Fractions are a way of expressing numbers that are not whole. They consist of a numerator, the top part of the fraction, and a denominator, the bottom part. Understanding fractions is crucial since they often appear in various mathematical problems, including equations.
In our equation, we deal with a fraction: \(\frac{1}{3}n = \frac{2}{9}\). The fraction \(\frac{1}{3}\) is multiplied by \(n\), while another fraction, \(\frac{2}{9}\), stands alone on the other side of the equation. To solve problems involving fractions, one key technique is making them easier to manage. Sometimes, this involves converting them to a format that is easier to work with, like whole numbers.
When fractions share a similar denominator or can be simplified, solving the equation becomes straightforward. This is why removing fractions by multiplying or simplifying them is a beneficial strategy. Developing comfort and skill with fractions opens doors to solving more intricate mathematical problems.

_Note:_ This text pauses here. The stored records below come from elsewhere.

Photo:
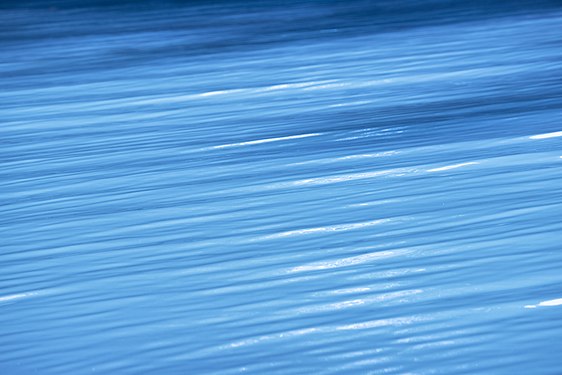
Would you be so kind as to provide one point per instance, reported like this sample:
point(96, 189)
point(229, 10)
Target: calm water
point(281, 187)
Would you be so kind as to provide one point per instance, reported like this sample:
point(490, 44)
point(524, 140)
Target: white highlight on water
point(546, 135)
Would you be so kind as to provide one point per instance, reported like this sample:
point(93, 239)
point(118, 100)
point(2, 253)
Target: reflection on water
point(321, 187)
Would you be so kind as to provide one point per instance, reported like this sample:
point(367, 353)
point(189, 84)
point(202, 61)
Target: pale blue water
point(291, 187)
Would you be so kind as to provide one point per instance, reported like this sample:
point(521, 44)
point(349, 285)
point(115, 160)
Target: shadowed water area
point(290, 187)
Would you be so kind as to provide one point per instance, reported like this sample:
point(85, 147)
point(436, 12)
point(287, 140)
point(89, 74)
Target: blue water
point(358, 187)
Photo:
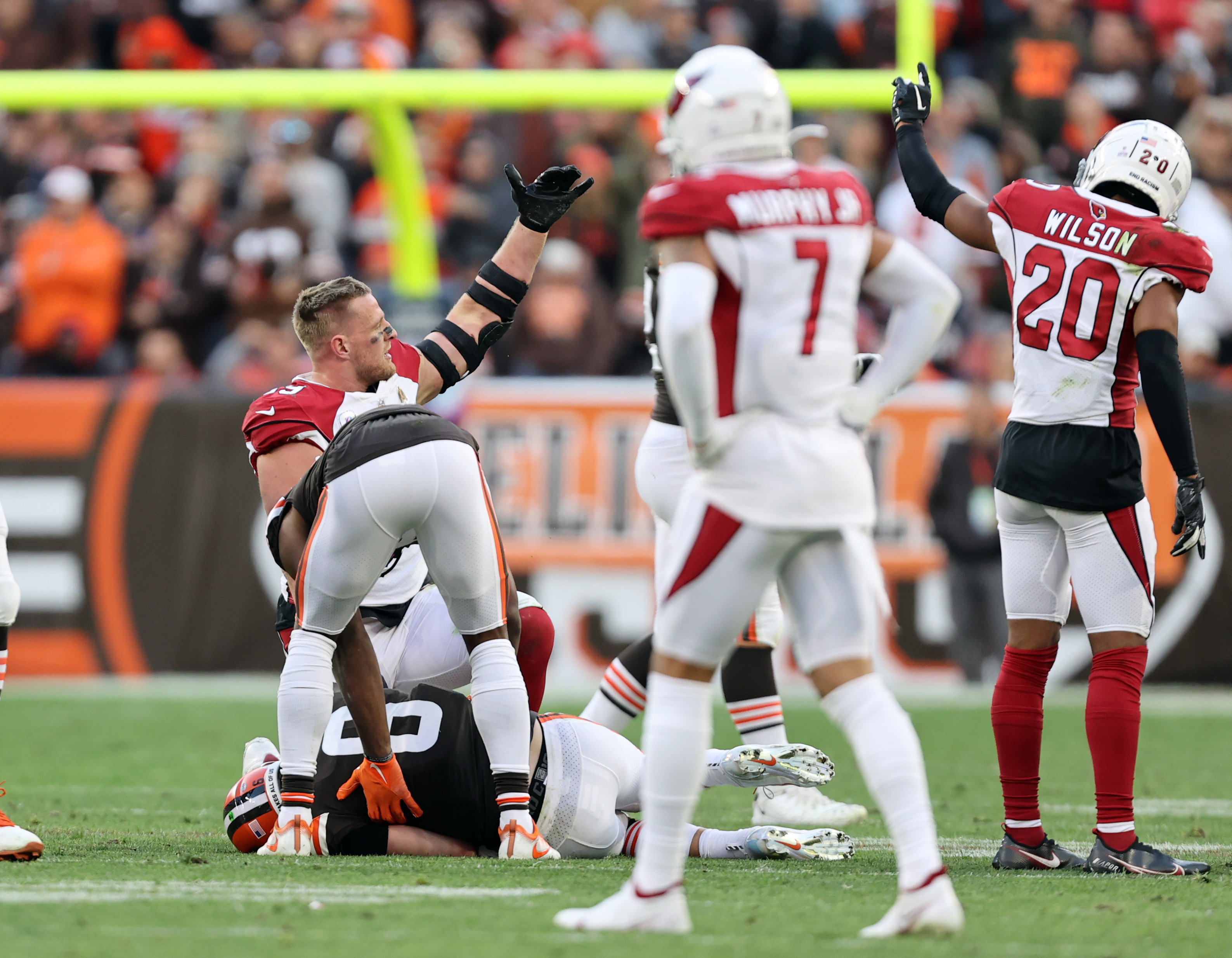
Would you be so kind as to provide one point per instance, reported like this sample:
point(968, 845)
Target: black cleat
point(1047, 855)
point(1140, 859)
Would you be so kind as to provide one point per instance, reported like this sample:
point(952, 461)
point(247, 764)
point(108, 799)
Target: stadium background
point(139, 323)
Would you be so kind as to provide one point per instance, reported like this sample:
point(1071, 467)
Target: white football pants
point(716, 571)
point(1109, 556)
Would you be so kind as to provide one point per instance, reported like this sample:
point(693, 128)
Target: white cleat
point(258, 753)
point(630, 910)
point(298, 837)
point(930, 908)
point(804, 808)
point(799, 765)
point(519, 844)
point(18, 844)
point(816, 845)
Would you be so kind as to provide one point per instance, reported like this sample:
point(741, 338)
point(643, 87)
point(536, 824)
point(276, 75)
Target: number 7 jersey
point(1077, 266)
point(791, 244)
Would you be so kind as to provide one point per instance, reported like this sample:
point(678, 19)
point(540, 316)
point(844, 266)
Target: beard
point(378, 371)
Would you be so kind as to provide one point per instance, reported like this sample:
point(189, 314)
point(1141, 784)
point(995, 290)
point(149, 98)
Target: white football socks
point(619, 700)
point(306, 700)
point(677, 732)
point(759, 721)
point(502, 713)
point(889, 754)
point(717, 844)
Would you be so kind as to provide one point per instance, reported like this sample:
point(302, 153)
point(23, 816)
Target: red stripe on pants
point(1113, 718)
point(1124, 524)
point(716, 531)
point(725, 325)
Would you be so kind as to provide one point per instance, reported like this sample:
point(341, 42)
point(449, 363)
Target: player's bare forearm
point(359, 675)
point(1159, 310)
point(967, 220)
point(518, 256)
point(281, 469)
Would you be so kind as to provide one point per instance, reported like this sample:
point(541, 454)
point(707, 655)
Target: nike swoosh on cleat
point(1139, 870)
point(1054, 862)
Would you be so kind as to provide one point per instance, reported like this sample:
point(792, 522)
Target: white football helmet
point(1144, 154)
point(726, 106)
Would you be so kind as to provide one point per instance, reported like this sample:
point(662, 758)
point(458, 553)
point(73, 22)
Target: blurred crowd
point(173, 243)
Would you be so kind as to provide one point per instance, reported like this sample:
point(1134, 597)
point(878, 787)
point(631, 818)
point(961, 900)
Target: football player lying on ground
point(749, 689)
point(586, 780)
point(403, 470)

Solving equations refers to finding the value of the variable that makes the equation true. Equations can seem complex, especially when they involve fractions or multiple steps.
The equation in our exercise is originally presented as \(\frac{1}{3}n = \frac{2}{9}\). To solve it, we strategically eliminate the fraction where possible. A common technique is multiplying both sides of the equation by the denominator of the fraction on the side where the variable exists. Here, we multiply by 3 to clear the fraction:

• This transforms the left side of the equation into \(n\).
• Then multiply the other side: \(\frac{2}{9} \times 3 = \frac{6}{9}\).

Now, solving the equation becomes easier as we've transformed it into one with simpler numbers or fractions, facilitating further steps to finding the solution.

Simplifying expressions is a key mathematical skill that involves reducing expressions to their most basic form, removing any unnecessary complexity. For example, \(\frac{6}{9}\) can be simplified by dividing both the numerator and the denominator by their greatest common divisor, which is 3.
In this exercise, after multiplying to eliminate fractions, we were left with the expression \(\frac{6}{9}\). This was simplified to \(\frac{2}{3}\) by recognizing that both 6 and 9 are divisible by 3:

• Divide the numerator by 3: \(6 \div 3 = 2\).
• Divide the denominator by 3: \(9 \div 3 = 3\).

This simplification process is crucial as it not only makes expressions more understandable but also checks for accuracy when solving or verifying equations. Simplifying helps ensure that final answers are accurate and precise.